Ama irtica tanımı içine alınan bütün kötülüklerin suçu neden nice güçlükler içinde üniversitelerinde ve liselerinde anne kuzusu olarak okuyan başları örtülü genç kızlara ve meslek liselilere yüklenmişti?
Kolluk kuvvetlerini, üniversite kapılarına, lise önlerine, hatta sokaklara salan başlarına örtü koyan insanlara karşı kırmızı pelerin gördüğünde yerinde duramayan boğalar gibi hareket etmesini sağlayan derin nefrette neyin nesiydi?
Orgeneral Hüseyin Kıvrıkoğlu’nun tarihi ifadesiyle bin yıl süreceğini ifade ettiği argümanın altı ne kadar boşmuş ki bütün iktidar aygıtları kendilerinde olmasına rağmen on yıl geçmeden yok oldu?
Kemalist rejimin jakoben oligarşisini böylesine kötü bir politikaya kimler itmiş olabilir?
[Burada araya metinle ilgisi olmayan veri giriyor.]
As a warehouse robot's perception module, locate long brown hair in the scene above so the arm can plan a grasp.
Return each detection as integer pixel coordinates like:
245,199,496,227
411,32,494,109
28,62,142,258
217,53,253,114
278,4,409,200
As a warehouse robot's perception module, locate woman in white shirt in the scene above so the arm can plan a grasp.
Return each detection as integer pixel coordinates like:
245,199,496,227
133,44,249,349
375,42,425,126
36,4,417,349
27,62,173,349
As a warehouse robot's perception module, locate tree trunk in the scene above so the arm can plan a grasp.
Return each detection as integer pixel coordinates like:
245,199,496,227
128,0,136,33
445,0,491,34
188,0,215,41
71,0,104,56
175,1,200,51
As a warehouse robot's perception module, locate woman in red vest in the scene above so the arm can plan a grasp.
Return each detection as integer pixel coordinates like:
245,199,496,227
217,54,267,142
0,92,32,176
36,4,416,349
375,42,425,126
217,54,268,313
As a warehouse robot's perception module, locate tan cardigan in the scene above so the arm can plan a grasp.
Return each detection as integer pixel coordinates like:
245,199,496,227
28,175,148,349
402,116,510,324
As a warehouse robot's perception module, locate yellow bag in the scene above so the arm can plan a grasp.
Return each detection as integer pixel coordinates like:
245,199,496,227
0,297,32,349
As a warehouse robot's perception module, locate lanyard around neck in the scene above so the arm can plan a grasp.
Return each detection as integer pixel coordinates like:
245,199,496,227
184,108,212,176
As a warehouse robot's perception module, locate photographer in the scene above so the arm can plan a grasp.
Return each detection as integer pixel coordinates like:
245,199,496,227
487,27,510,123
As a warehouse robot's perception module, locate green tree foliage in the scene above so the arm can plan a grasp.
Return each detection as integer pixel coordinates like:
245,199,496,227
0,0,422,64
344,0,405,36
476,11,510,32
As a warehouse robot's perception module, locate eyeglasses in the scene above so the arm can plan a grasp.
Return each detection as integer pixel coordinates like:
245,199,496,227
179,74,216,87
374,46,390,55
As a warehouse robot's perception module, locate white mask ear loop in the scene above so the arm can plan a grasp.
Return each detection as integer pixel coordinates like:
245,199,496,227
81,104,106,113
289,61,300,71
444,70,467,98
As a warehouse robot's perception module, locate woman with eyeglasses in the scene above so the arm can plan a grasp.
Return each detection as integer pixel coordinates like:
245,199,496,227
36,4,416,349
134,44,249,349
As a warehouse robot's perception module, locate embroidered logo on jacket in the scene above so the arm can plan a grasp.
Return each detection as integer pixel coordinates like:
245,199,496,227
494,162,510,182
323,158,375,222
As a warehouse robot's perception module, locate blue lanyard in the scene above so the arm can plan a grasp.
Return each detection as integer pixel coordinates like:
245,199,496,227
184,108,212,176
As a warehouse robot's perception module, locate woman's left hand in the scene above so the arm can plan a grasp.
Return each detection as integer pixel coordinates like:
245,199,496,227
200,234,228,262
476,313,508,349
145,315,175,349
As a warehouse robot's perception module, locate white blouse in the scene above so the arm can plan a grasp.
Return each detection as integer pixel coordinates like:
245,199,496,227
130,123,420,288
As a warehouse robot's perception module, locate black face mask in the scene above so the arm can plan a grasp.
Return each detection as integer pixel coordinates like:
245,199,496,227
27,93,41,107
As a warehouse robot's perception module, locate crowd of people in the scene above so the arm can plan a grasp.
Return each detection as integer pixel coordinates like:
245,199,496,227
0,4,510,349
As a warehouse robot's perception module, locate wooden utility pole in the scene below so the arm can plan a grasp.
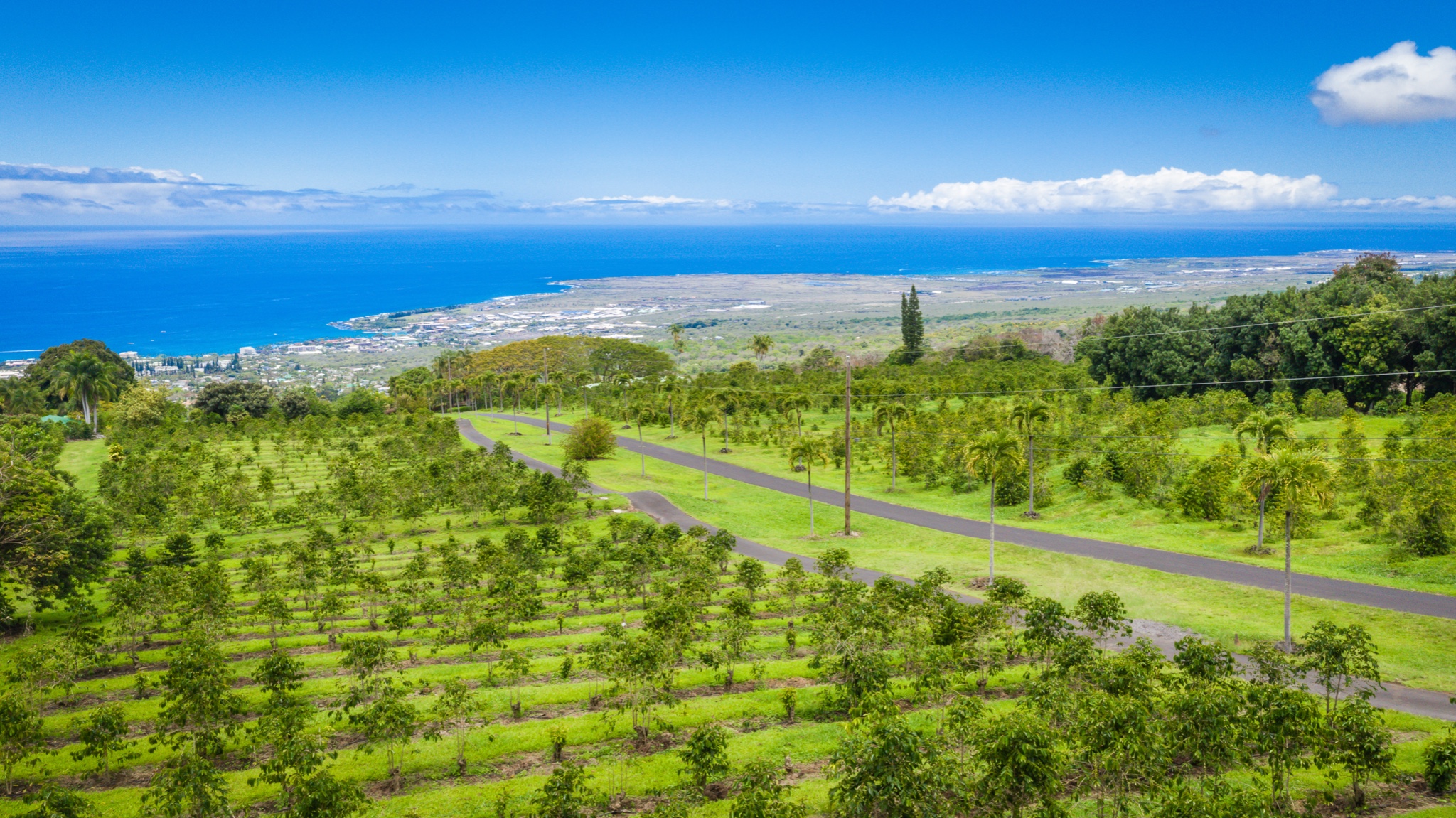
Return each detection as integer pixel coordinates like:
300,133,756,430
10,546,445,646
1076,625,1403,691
845,354,853,537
Samuel Huntington’un kitabının giriş bölümündeki haritalara bir bakın.
İnsanlar uyurken şeytanın kölelerinin yarattığı güvenlik kuşağı bölgelerinde yer alan ülkelere ve oralarda bitmek bilmeyen iç ve dış çatışmalara göz atın.
Asıl düşmanın entelektüel perde arkasındaki çirkin yüzünü fark edeceksiniz.
Deşifre olan asker-sivil darbecilerin hiçbiri şaşırtıcı bir şekilde çıkıp mertçe Evet halkıma karşı savaştım ve sebepleri şunlardır, pişman değilim, yine yaparım diyemedi.
Bu toprakların insanları sadece bir nedenle mert olmazlar; ihanet!
Karıncayı bile ezmemek kültürüne sahip bu topraklarda sadece bir nedenle çocuklarına kıyılır; vesayet!
Bu topraklarda, millete ve milletin değerlerine kastedenlere karşı her zaman varız, tarafız ve bu savaşta cephenin en önündeyiz.
28 Şubatın çoluk çocuğa karışan mağdurlarının bu kez kendi çocuklarının itibarlarının telafisinin mahşere kalmasını sağlayacak yeni kalkışmalar olmasın diye, önce bizi vurun.